Spendenwelle für Nils (8): Fast 15.000 Euro für barrierefreien Alltag gesammelt
Die bewegende Geschichte des achtjährigen Nils aus der Uckermark hat eine bemerkenswerte Welle der Hilfsbereitschaft ausgelöst. Innerhalb weniger Tage sind knapp 15.000 Euro an Spenden für die Familie Dommann zusammengekommen, um den Alltag des schwerbehinderten Jungen barrierefreier zu gestalten.

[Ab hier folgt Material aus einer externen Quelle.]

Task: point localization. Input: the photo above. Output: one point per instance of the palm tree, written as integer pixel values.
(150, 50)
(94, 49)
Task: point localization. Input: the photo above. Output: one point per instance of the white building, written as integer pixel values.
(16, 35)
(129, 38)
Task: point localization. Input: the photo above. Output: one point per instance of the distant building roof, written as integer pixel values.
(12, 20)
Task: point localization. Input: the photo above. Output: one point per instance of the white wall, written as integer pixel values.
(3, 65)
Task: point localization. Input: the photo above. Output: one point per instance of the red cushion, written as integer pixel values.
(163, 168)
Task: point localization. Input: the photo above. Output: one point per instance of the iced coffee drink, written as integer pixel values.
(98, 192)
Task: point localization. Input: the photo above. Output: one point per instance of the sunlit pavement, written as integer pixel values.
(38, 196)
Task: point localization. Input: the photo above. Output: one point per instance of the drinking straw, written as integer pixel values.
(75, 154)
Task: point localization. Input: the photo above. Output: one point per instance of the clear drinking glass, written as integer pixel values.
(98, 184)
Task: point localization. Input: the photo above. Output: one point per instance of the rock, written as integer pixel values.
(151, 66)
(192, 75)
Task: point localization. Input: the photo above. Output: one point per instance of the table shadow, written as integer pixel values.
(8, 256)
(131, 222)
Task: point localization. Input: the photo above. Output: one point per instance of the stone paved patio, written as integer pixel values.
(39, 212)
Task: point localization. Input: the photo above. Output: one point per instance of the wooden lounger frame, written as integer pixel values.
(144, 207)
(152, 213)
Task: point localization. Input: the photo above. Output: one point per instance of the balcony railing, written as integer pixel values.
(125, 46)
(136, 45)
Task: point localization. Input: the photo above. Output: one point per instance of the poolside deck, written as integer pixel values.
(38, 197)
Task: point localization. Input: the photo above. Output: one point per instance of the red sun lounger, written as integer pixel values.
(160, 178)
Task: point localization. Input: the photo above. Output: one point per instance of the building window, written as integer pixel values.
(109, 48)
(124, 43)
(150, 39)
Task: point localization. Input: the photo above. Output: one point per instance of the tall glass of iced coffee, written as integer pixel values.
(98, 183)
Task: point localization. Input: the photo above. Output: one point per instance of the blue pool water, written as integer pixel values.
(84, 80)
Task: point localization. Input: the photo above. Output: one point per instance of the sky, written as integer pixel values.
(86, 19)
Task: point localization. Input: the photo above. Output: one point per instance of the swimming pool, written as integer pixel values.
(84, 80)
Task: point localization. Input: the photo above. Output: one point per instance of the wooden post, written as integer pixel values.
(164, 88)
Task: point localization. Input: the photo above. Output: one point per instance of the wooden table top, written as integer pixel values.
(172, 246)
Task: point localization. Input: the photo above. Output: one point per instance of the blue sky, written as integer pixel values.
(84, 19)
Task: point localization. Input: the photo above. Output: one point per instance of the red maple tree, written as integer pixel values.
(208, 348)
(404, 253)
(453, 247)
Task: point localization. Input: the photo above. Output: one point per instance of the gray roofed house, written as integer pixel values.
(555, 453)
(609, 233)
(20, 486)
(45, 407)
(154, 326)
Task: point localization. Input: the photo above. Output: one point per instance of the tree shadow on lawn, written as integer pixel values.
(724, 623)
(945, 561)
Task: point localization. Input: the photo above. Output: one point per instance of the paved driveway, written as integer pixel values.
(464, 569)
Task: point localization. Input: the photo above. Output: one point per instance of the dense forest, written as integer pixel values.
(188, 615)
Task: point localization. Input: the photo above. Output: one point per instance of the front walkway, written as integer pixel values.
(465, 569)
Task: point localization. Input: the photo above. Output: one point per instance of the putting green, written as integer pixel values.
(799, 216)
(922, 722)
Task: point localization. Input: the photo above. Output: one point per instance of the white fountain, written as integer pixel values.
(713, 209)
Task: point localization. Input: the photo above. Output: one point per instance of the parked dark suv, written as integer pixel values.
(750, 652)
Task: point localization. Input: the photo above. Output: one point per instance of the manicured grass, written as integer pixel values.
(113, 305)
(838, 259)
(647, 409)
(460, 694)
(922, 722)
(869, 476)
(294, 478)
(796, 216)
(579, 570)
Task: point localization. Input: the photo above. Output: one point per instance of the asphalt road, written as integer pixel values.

Ein bewegendes Schicksal erreicht die Öffentlichkeit
Die 43-jährige Mutter Katrin Dommann hatte lange mit sich gerungen, ob sie mit der schwierigen Situation ihrer Familie an die Öffentlichkeit gehen sollte. Letztlich war es der Sprachtherapeutin ihres Sohnes, Stefanie Warnke, zu verdanken, dass die Geschichte bekannt wurde. Die Unternehmerin startete auf der Plattform GoFundMe eine Spendenkampagne mit dem Titel „Helft bitte, den Alltag für Nils barrierefrei zu gestalten“ und tätigte selbst die erste Überweisung.
„Jede Spende – egal in welcher Höhe – hilft dabei, den Alltag dieser starken Familie ein Stück barrierefreier und sicherer zu machen“, betonte Warnke in ihrem Aufruf. „Bitte unterstützen Sie Nils und seine Familie, damit wir gemeinsam etwas bewegen können.“
Der tägliche Kampf um Barrierefreiheit
Der achtjährige Nils ist seit seiner Geburt schwerstbehindert und benötigt rund um die Uhr intensive Pflege. Während sich Eltern und Geschwister mit großer Hingabe um ihn kümmern, erschweren äußere Umstände diese Fürsorge erheblich. Besonders problematisch ist das Fehlen einer Rampe, um den Jungen im Rollstuhl in die Wohnung zu bringen, sowie eines behindertengerechten Autos.
Mutter Katrin schilderte im Gespräch mit der Redaktion die täglichen Herausforderungen: „Es ist unglaublich schwer, den Kleinen im Kindersitz anzuschnallen. Er ist körperlich sehr beeinträchtigt und wehrt sich oft aus Leibeskräften, was langsam meine Kräfte übersteigt.“ Die dreifache Mutter versicherte, dass alle verfügbaren Fördermöglichkeiten bereits ausgeschöpft seien und momentan keine weitere Unterstützung von öffentlichen Stellen zur Verfügung stehe.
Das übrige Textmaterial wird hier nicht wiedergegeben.